Distinguished Diva sat down with HolistiCitiLyfe founder Leslie Carrington.
HolistiCitiLyfe is a community collective of wellness practitioners. Leslie and her team specialize in engaging the community in healthy lifestyle practices for women of color, who are far too often the caregivers for everyone else, and rarely take the time to care for themselves.
HolitiCitiLyfe curates wellness travel retreats for women of color all around the world, from Sri Lanka, Italy, Greece and more.
Leslie’s motto is, “we have to value that goddess within, no matter what society says. We have to own the beauty inside of us.”

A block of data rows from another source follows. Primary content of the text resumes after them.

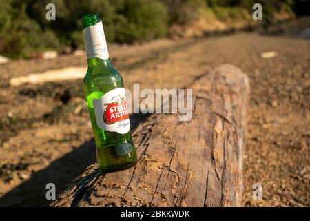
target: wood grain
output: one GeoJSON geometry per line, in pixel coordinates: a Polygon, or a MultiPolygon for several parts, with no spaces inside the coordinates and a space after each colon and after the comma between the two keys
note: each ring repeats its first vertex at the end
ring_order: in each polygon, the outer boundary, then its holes
{"type": "Polygon", "coordinates": [[[139,161],[105,173],[90,165],[51,206],[240,206],[249,85],[231,65],[193,89],[193,115],[154,114],[133,133],[139,161]]]}

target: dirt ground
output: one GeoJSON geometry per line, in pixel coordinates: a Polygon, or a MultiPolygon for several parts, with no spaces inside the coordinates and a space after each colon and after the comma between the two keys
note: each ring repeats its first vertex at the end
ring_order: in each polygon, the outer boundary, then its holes
{"type": "MultiPolygon", "coordinates": [[[[309,206],[310,41],[238,33],[111,46],[125,86],[184,88],[219,64],[240,67],[251,81],[244,155],[245,206],[309,206]],[[274,57],[261,54],[275,51],[274,57]],[[254,200],[254,184],[262,200],[254,200]]],[[[81,80],[10,86],[11,77],[72,66],[84,56],[0,65],[0,206],[40,206],[45,185],[65,184],[95,161],[81,80]]],[[[139,119],[132,119],[133,127],[139,119]]]]}

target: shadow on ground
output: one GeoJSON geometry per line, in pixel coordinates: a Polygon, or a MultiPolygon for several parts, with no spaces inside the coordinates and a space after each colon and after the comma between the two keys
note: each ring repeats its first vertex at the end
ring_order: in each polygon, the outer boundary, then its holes
{"type": "MultiPolygon", "coordinates": [[[[132,129],[146,120],[148,115],[134,114],[130,117],[132,129]]],[[[47,203],[45,186],[54,183],[56,195],[87,166],[96,162],[96,149],[92,139],[72,152],[56,160],[45,169],[0,198],[0,206],[40,206],[47,203]]]]}

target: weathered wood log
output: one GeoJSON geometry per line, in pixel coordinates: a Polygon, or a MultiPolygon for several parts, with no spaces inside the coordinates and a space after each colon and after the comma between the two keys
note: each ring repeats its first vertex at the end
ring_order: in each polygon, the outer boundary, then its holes
{"type": "Polygon", "coordinates": [[[193,117],[154,114],[134,132],[139,161],[105,173],[96,164],[51,206],[239,206],[249,86],[231,65],[204,75],[193,88],[193,117]]]}

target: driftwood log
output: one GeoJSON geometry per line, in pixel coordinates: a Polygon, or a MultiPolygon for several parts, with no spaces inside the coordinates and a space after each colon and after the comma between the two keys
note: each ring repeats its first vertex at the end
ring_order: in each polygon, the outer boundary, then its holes
{"type": "Polygon", "coordinates": [[[249,86],[223,65],[196,80],[193,117],[154,114],[134,131],[139,161],[105,173],[90,166],[51,206],[240,206],[249,86]]]}

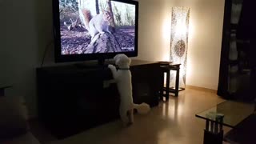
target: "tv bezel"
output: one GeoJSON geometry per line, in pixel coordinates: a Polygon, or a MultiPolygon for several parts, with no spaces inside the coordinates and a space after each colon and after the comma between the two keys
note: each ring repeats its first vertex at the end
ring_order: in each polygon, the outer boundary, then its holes
{"type": "Polygon", "coordinates": [[[138,56],[138,2],[133,0],[111,0],[135,6],[135,39],[134,50],[114,53],[94,53],[82,54],[62,54],[59,0],[53,0],[54,37],[54,59],[55,62],[78,62],[86,60],[98,60],[112,58],[118,54],[125,54],[128,57],[138,56]]]}

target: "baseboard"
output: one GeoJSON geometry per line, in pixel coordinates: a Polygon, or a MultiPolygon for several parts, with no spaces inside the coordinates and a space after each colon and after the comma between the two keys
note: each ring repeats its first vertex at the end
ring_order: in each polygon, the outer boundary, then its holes
{"type": "Polygon", "coordinates": [[[199,86],[195,86],[186,85],[186,88],[194,89],[194,90],[203,90],[203,91],[207,91],[207,92],[217,94],[217,90],[212,90],[212,89],[208,89],[208,88],[205,88],[205,87],[199,87],[199,86]]]}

The spaces we place our bodies is important, the people we allow into our lives is important, but there is so much value in what we put into our bodies. The food and substances that we use to fuel us, are usually just coping mechanisms. The toxic food, the alcohol, the drugs, that all help the daily pains subside, can be a major contributor to many of our daily frustrations. Depression, anxiety, and lack of focus can all be linked the food we place inside of us.
Leslie shares a few tips on how to transition to a plant-based diet that is accessible and convenient.

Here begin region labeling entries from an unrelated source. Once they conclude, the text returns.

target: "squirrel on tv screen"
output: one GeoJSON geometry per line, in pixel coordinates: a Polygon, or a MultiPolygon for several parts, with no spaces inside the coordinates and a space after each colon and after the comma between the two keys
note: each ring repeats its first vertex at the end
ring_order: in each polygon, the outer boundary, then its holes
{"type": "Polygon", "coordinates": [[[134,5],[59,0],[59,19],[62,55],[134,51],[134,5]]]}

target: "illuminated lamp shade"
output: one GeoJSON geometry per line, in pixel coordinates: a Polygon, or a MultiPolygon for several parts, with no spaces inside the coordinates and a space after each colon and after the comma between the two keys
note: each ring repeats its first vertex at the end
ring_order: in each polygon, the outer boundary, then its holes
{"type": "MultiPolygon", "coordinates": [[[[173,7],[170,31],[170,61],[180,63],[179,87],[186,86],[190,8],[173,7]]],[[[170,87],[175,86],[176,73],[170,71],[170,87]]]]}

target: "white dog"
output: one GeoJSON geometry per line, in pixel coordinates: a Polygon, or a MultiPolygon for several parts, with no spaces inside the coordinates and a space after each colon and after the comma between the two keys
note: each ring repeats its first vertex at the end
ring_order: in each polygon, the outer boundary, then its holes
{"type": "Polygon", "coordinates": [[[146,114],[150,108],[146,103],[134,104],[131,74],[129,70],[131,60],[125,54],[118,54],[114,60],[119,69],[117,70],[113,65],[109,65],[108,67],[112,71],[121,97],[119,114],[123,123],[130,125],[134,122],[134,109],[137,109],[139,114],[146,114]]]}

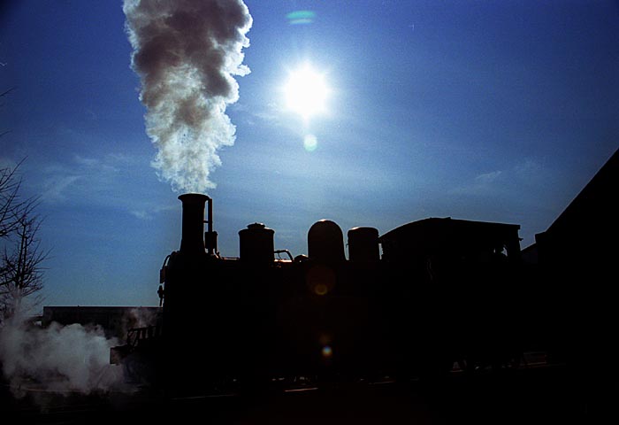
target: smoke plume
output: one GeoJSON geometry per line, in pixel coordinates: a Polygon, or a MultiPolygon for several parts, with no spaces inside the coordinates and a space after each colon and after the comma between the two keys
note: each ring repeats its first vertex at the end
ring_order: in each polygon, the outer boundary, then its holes
{"type": "Polygon", "coordinates": [[[30,387],[107,391],[123,384],[122,369],[110,365],[110,348],[116,344],[101,328],[57,323],[37,328],[12,318],[0,328],[0,364],[16,396],[30,387]]]}
{"type": "Polygon", "coordinates": [[[221,165],[218,151],[234,143],[225,114],[239,98],[234,75],[246,75],[242,49],[252,18],[241,0],[125,0],[132,67],[141,80],[153,161],[172,189],[203,192],[221,165]]]}

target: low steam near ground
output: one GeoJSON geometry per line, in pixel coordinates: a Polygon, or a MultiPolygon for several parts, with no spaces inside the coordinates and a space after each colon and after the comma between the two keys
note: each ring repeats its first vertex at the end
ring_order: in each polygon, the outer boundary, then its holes
{"type": "MultiPolygon", "coordinates": [[[[153,319],[132,310],[123,318],[123,330],[152,324],[153,319]]],[[[130,391],[122,367],[110,364],[110,349],[122,344],[96,325],[52,322],[42,328],[15,317],[0,326],[0,366],[16,397],[28,390],[130,391]]]]}

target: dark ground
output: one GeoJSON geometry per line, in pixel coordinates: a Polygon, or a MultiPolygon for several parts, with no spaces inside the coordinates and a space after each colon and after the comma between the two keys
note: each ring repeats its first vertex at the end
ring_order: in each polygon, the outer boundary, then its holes
{"type": "MultiPolygon", "coordinates": [[[[603,380],[600,380],[600,382],[603,380]]],[[[4,423],[619,423],[616,385],[594,388],[563,366],[452,373],[432,382],[329,383],[304,390],[163,397],[2,389],[4,423]],[[604,387],[604,388],[602,388],[604,387]],[[36,399],[36,402],[34,400],[36,399]]],[[[601,385],[601,386],[600,386],[601,385]]]]}

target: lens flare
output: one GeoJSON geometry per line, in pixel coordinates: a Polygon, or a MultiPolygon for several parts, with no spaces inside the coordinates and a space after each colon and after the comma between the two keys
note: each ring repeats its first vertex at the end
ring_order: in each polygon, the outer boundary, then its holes
{"type": "Polygon", "coordinates": [[[292,71],[284,87],[288,110],[304,120],[326,112],[330,93],[325,74],[309,64],[292,71]]]}
{"type": "Polygon", "coordinates": [[[318,139],[314,135],[307,135],[303,137],[303,148],[308,152],[313,152],[318,147],[318,139]]]}

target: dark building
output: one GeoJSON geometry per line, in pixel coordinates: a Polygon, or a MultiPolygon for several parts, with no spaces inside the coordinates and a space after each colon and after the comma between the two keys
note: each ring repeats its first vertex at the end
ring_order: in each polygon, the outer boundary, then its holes
{"type": "Polygon", "coordinates": [[[615,361],[618,182],[616,151],[546,231],[536,235],[547,339],[591,377],[608,375],[615,361]]]}

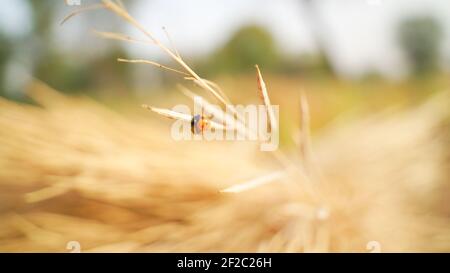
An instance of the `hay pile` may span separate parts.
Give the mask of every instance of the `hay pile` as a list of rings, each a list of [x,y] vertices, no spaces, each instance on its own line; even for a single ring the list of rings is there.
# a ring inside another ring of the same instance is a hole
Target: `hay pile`
[[[255,146],[31,96],[41,107],[0,100],[0,251],[450,251],[448,93],[330,128],[320,175],[238,194],[219,191],[280,169]]]

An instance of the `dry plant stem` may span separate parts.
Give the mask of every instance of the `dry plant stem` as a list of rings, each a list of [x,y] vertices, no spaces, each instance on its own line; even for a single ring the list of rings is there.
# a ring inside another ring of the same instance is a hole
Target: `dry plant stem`
[[[117,59],[117,61],[118,61],[118,62],[122,62],[122,63],[142,63],[142,64],[151,64],[151,65],[154,65],[154,66],[156,66],[156,67],[159,67],[159,68],[162,68],[162,69],[165,69],[165,70],[168,70],[168,71],[172,71],[172,72],[179,73],[179,74],[182,74],[182,75],[189,75],[189,74],[187,74],[187,73],[185,73],[185,72],[183,72],[183,71],[180,71],[180,70],[177,70],[177,69],[175,69],[175,68],[171,68],[171,67],[162,65],[162,64],[157,63],[157,62],[149,61],[149,60],[129,60],[129,59],[122,59],[122,58],[119,58],[119,59]]]
[[[67,15],[62,21],[61,21],[61,25],[63,25],[65,22],[67,22],[70,18],[83,13],[85,11],[90,11],[90,10],[96,10],[96,9],[102,9],[105,8],[105,6],[103,4],[94,4],[94,5],[89,5],[89,6],[85,6],[79,9],[76,9],[74,12],[70,13],[69,15]]]
[[[112,40],[118,40],[118,41],[124,41],[124,42],[130,42],[130,43],[140,43],[140,44],[146,44],[146,45],[153,45],[153,42],[150,42],[148,40],[141,40],[141,39],[135,39],[131,38],[128,35],[117,33],[117,32],[108,32],[108,31],[98,31],[93,30],[92,31],[95,35],[104,38],[104,39],[112,39]]]
[[[270,128],[271,130],[276,130],[278,125],[275,119],[275,113],[272,108],[272,104],[270,103],[269,94],[267,93],[266,83],[263,80],[261,75],[261,71],[259,70],[258,65],[255,65],[258,79],[258,89],[260,91],[260,95],[264,101],[264,105],[266,106],[266,111],[269,116]]]
[[[169,48],[163,45],[158,39],[156,39],[150,32],[148,32],[138,21],[136,21],[131,15],[128,14],[126,10],[118,6],[110,0],[102,0],[105,7],[118,16],[122,17],[124,20],[135,26],[139,31],[141,31],[145,36],[147,36],[156,46],[161,48],[166,54],[168,54],[172,59],[179,63],[190,75],[196,78],[201,86],[211,92],[221,103],[227,104],[224,98],[222,98],[211,86],[209,86],[200,76],[197,75],[185,62],[184,60],[173,53]]]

1. Start small. You may not be able to buy all organic foods, but you can clean your produce with a water based apple cider vinegar mix to cut back on pesticide consumption.

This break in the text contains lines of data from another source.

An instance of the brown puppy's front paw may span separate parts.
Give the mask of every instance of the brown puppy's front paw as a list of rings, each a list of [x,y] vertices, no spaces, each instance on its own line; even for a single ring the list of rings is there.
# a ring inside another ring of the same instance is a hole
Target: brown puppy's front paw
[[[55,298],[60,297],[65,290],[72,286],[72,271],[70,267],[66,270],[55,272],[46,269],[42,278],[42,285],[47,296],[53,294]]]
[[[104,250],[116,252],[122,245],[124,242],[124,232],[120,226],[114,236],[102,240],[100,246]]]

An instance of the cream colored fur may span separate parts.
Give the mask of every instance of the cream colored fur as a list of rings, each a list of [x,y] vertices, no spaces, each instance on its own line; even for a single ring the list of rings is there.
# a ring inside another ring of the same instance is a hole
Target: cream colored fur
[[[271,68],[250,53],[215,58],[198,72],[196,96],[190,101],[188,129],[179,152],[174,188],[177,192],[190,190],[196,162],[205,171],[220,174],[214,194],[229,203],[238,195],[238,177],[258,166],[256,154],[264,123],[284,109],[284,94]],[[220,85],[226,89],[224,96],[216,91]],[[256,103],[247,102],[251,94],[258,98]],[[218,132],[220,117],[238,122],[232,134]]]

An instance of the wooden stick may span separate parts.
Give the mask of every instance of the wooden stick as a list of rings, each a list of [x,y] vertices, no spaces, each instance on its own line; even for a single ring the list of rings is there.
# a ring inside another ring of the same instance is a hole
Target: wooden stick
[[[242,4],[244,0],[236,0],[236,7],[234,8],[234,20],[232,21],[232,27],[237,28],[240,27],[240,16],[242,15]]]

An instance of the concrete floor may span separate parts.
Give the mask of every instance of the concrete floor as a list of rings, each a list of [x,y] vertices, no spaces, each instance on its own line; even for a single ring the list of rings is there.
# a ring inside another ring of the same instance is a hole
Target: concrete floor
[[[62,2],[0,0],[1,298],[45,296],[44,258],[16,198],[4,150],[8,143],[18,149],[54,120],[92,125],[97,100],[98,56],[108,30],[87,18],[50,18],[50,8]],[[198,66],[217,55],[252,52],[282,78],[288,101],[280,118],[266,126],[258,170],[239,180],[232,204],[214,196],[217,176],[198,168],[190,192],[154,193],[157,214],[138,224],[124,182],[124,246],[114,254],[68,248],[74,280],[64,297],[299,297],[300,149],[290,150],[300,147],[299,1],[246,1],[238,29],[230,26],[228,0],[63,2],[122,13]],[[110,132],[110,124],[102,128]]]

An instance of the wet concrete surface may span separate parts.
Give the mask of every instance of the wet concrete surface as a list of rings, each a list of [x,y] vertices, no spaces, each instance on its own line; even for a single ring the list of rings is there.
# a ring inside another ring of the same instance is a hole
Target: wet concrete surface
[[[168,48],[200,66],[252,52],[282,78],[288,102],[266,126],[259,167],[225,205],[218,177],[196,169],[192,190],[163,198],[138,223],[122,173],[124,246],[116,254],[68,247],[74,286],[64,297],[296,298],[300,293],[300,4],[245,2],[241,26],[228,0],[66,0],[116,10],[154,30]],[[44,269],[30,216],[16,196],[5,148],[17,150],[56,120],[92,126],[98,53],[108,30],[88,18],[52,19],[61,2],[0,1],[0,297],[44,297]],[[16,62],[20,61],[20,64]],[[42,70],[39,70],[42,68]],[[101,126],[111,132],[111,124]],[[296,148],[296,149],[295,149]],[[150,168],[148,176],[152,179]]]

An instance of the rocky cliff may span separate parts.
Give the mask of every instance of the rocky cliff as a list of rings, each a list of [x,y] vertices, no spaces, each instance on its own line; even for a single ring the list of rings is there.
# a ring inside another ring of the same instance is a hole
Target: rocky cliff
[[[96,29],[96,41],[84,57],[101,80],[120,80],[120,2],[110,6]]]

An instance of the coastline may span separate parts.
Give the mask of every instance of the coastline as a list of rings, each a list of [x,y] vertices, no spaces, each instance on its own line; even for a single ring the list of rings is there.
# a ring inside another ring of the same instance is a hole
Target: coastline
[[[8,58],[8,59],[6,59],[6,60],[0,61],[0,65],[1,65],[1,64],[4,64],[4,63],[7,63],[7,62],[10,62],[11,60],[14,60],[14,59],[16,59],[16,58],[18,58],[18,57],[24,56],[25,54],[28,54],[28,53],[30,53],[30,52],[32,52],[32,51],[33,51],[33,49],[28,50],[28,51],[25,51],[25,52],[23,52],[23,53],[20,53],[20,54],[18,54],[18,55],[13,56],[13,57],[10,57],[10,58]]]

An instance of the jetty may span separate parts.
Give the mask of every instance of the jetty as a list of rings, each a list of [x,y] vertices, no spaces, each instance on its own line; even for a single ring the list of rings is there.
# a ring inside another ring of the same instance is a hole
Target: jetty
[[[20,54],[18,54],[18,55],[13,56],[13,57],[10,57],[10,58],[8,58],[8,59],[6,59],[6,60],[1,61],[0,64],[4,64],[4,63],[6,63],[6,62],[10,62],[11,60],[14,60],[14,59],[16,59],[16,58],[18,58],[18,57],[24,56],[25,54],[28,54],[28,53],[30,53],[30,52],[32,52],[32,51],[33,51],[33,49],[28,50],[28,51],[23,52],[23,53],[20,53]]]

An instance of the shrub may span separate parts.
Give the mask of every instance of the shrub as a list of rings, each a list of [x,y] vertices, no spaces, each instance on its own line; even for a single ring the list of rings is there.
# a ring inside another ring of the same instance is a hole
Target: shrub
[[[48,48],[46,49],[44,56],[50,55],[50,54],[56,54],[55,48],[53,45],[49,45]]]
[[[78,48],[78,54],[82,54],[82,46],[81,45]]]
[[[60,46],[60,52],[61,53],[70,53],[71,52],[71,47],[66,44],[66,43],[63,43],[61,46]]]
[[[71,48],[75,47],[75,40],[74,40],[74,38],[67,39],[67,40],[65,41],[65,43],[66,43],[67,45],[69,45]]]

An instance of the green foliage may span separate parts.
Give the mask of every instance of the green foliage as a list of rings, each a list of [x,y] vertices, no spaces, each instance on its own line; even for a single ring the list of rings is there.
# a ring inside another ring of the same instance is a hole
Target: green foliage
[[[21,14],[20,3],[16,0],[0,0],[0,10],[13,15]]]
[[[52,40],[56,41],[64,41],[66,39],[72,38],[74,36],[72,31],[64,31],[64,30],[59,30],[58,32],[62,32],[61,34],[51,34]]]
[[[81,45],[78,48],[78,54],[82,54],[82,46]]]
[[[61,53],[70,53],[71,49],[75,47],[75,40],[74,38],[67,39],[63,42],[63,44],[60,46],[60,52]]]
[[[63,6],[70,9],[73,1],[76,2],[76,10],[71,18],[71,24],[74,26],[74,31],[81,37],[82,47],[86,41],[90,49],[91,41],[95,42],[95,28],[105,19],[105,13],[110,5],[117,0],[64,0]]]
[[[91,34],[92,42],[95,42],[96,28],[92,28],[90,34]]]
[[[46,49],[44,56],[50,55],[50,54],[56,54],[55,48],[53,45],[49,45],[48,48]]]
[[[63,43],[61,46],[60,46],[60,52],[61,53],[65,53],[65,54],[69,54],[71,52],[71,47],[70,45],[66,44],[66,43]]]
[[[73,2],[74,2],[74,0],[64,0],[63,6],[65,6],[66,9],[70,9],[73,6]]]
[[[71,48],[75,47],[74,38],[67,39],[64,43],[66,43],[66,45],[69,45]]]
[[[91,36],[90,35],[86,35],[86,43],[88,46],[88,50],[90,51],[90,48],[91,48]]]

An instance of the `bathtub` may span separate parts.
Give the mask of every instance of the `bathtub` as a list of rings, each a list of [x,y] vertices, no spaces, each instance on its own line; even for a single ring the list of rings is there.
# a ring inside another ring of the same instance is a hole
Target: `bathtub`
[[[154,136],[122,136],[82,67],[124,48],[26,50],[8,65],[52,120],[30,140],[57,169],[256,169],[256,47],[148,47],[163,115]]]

2. Salads are easy to grab on the go and easy to prepare when you don’t have much time.
3. Chicken is great for those who can’t give up their meat as long as
4. Sweet potatoes and yams are a great source for energizing us, and they are a southern specialty for black people in America. You can have this without adding maple syrup or marshmallows, or butter. They are naturally sweet.
: Many ethnic celebrations are rooted in the food that we cook and consume together. Food is a major source of joy and there is lots of community building and togetherness that is built around the experience of eating. Everything from pealing the peas together, shucking the corn, tasting the stew, are all quite intimate bonding experiences, so how do we alter the way we consume food if this means taking away our primary source of joy?
Leslie: As we evolve as a people we began to recognize the high instances of hypertension, high blood pressure, and diabetes that are killing people off in our culture, we have to shift. We must find new ways of gathering and showing love that are also healthy. What use is celebrating family and abusing our bodies? We can stick to old traditions that are killing us, or we can rearrange and tweak the way we celebrate.
Patti Labelle is a good example of a pioneer who is changing the way she cooks and speaking out about it publicly. She’s using less sugar and salt and advocating for healthier eating in her cookbooks. She has tweaked her love for food to adjust the way she celebrates life while still valuing her own.
Change is not something that happens overnight. Change is a progression, especially lasting change.
On our journey for self-love, we must keep in mind to explore new avenues.